Job Submission
Shabyt uses SLURM workload manager to schedule, distribute, and execute user jobs. SLURM (the name comes from Simple Linux Utility for Resource Management) is free and open-source software used by many, if not most, large HPC facilities throughout the world. Thus, it should be easy for NU users to migrate their jobs from other facilities if they were using computational resources elsewhere. On a login node, user writes a batch script and submit it to the queue manager to schedule for execution in the compute nodes. The submitted job then queue up until the requested system resources is allocated. The queue manager will schedule a job to run on the queue according to a predetermined site policy designated to balance competing user needs and to maximize efficient use of cluster resources.
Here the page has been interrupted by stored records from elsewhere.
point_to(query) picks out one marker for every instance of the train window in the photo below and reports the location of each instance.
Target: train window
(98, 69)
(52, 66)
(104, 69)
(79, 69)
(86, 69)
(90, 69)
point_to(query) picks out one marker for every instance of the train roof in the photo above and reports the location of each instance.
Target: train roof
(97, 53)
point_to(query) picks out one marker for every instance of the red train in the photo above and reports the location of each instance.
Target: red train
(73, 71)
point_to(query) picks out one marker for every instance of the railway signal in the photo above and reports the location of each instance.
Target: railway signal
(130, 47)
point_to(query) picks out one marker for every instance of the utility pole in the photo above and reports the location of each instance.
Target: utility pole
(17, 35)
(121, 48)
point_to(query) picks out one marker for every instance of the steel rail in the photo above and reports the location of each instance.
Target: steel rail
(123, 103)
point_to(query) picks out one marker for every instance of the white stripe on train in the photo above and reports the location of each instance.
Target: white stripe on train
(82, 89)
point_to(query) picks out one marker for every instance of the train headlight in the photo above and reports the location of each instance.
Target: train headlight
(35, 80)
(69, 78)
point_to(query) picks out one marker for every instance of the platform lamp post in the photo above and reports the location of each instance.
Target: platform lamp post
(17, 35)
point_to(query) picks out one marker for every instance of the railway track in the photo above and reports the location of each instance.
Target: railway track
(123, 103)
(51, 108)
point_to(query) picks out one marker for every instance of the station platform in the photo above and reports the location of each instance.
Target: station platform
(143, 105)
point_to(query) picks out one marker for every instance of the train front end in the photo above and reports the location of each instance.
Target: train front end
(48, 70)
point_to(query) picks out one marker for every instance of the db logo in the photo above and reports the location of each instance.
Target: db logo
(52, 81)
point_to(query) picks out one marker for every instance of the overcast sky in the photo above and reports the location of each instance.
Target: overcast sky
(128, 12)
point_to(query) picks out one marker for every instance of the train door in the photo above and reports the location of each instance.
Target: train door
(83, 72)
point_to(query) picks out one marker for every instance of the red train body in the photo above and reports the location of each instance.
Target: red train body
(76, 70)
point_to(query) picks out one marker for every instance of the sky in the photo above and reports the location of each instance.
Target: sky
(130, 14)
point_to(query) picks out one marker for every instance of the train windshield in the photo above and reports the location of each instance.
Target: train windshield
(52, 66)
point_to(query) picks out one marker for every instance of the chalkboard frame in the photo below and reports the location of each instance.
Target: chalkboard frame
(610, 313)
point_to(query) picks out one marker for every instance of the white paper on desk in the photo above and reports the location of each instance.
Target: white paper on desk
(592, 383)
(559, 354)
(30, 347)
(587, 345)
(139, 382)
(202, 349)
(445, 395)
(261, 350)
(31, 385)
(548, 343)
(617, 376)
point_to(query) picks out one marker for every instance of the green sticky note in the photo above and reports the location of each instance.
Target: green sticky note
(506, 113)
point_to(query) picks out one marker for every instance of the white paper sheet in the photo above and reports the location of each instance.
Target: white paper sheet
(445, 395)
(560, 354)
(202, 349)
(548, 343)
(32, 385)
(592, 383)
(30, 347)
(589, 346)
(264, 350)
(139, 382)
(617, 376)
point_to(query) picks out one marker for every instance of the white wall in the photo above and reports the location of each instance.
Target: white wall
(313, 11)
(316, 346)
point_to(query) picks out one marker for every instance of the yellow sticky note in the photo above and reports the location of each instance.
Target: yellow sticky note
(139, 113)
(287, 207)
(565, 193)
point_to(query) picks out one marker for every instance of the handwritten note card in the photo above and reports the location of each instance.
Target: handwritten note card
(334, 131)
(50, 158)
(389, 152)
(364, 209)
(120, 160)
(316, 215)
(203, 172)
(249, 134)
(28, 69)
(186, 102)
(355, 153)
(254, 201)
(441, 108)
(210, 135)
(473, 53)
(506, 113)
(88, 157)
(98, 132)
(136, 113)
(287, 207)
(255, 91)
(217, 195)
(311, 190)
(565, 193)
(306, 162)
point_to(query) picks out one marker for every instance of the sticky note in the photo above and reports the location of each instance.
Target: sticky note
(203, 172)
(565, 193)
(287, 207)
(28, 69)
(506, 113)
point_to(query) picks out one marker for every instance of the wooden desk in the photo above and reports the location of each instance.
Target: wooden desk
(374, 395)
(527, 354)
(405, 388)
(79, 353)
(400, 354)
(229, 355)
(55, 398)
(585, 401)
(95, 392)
Each job’s position in the queue is determined through the fairshare algorithm, which depends on a number of factors (e.g. size of job, time requirement, job queuing time etc). The HPC system is set up to support large computation jobs. Maximum CPUs and processing time limits are summarized in the tables below. Please note that the limits are subject to change.
All computations on Shabyt (apart from quick test runs) are supposed to be executed via the workload manager software that distributes them across the system in an optimal way. It is extremely important that users do not abuse the management node (ln01) where they log in and do not run long heavy calculations on it interactively or in the background. The function of the management node is to let users compile binaries, copy data, prepare input files, and submit jobs. The management node is NOT a workhorse for heavy calculations.
Cheat sheet for SLURM job scheduler is available at https://slurm.schedmd.com/pdfs/summary.pdf.
Partition & Qos
Partitions
Currently, there are two available partitions on Shabyt:
1. CPU: This partition includes 20 nodes equipped with CPUs only.
2. NVIDIA: This partition consists of 4 GPU nodes. All jobs requiring GPU computations must be queued to this partition. While it is possible to run jobs that need CPUs only in this partition, users are discouraged from doing so to ensure efficient utilization of the system.
Partition | Max Job Duration | Number of Nodes | Cores Per Node | Threads Per Node | RAM(GB) per node |
---|---|---|---|---|---|
CPU | 14 days | 20 | 32 | 64 | 256 |
GPU | 2 days | 4 | 32 | 64 | 256 |
Quality of Service (QoS)
Each QoS is assigned a set of limits to be applied to the job, dictating the limit in the resources and partitions that a job is entitled to request. The table below shows the available QoS in Shabyt and their allowed partitions / resources limits.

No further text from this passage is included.